Column-family databases aren’t a million miles different from document databases. They hold most of the same pros and cons. There is however one significant difference, column-family stores use peer-to-peer replication, where document databases, use master-slave or primary-secondary replication.
Just like all NoSQL database types, you have a lot of databases choices. Common column-family data stores include HBase, Cassandra, Amazon SimpleDB and Hypertable. HBase was built by Apache and is debatably the most popular column-family store. However recently Cassandra has been getting a lot of attention, so that is what I will be covering.
Differences from relational databases.
- In column-family databases, each row consist of a collection of columns=>value pairs. A collection of similar rows then makes up a column family. In a relational databases, this would be equivalent to a collection of rows making up a table. The main difference is that in a column-family database, rows do not have to contain the same columns.

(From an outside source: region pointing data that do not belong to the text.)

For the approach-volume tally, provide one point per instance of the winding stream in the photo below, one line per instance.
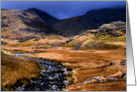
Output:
(52, 76)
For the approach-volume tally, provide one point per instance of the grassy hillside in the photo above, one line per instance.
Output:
(107, 36)
(16, 71)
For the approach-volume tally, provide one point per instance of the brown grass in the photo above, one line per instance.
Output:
(16, 71)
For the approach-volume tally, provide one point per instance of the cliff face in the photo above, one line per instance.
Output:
(91, 20)
(19, 23)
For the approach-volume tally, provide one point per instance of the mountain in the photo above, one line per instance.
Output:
(91, 20)
(34, 22)
(19, 23)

- RDBMS impose high cost of schema change for low cost of query change. Column families impose little to no cost in schema change, for slightly more cost in query change.
Differences from relational databases.
|Database Instance or MySQL instance
|Column (same for each row)
|Column (can be different per row)
- Column-family databases use peer-to-peer replication, meaning they do not have a master node.

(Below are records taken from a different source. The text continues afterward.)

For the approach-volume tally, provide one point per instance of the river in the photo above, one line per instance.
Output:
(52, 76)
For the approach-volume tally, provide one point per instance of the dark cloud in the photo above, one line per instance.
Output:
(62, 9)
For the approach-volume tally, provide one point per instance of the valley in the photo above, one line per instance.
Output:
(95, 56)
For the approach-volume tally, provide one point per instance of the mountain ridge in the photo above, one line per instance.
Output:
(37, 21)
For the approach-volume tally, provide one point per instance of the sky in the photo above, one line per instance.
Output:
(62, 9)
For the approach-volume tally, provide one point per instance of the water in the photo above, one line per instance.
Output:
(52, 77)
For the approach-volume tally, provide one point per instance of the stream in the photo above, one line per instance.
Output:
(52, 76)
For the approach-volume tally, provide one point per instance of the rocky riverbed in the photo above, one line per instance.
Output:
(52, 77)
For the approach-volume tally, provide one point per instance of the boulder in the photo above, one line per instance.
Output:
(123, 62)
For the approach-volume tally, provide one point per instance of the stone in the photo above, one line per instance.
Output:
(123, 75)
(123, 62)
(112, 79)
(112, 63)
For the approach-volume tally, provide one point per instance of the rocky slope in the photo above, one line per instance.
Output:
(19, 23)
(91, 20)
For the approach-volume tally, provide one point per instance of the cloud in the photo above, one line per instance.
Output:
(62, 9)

- It is possible to set a columns value to a map of other columns, these are called super columns. The main column family would then typically be called a super column family. This is similar to an embedded document in MongoDB.
- When column-families are created, they need to be assigned to a keyspace, which is similar to a database in an RDBMS or document database.
- Just like key-value stores and document databases, it is possible to configure the read and write quorums to your application requirements. Read and write quorums can be set on a keyspace, column family, row or operation level.
- If you have a column which is read far more than any other column, this column can be used as the key (like a primary key) to optimise read performance. In Cassandra it is also possible to create bitmap indexes for other columns to improve read performance.
- Data is first written to a commit log, then written to an in-memory table called memtable (each column-family has its own memtable). A write is only considered successful once the memtable write has finished.
- Once a memtable is full, the data will be written to disk in the form of SSTables (Sorted String Tables), where they remain. SSTables are all sorted by key.
- If a node goes down before data is written to an SSTable, the commit log can be used to apply changes.
- If you ever need to fix all nodes to be up to date with the latest changes, this is possible by using the repair command. The repair command can work on an entire keyspace or a specific column-family. It’s worth noting this process can be very resource intensive.
- Cassandra provides a SQL like query language called CQL, which can be used as an alternative to Cassandra commands.
- Cassandra implements custom a column type called CounterColumnType, this can be used to increment the value of columns in a row. This is commonly used for creating counters.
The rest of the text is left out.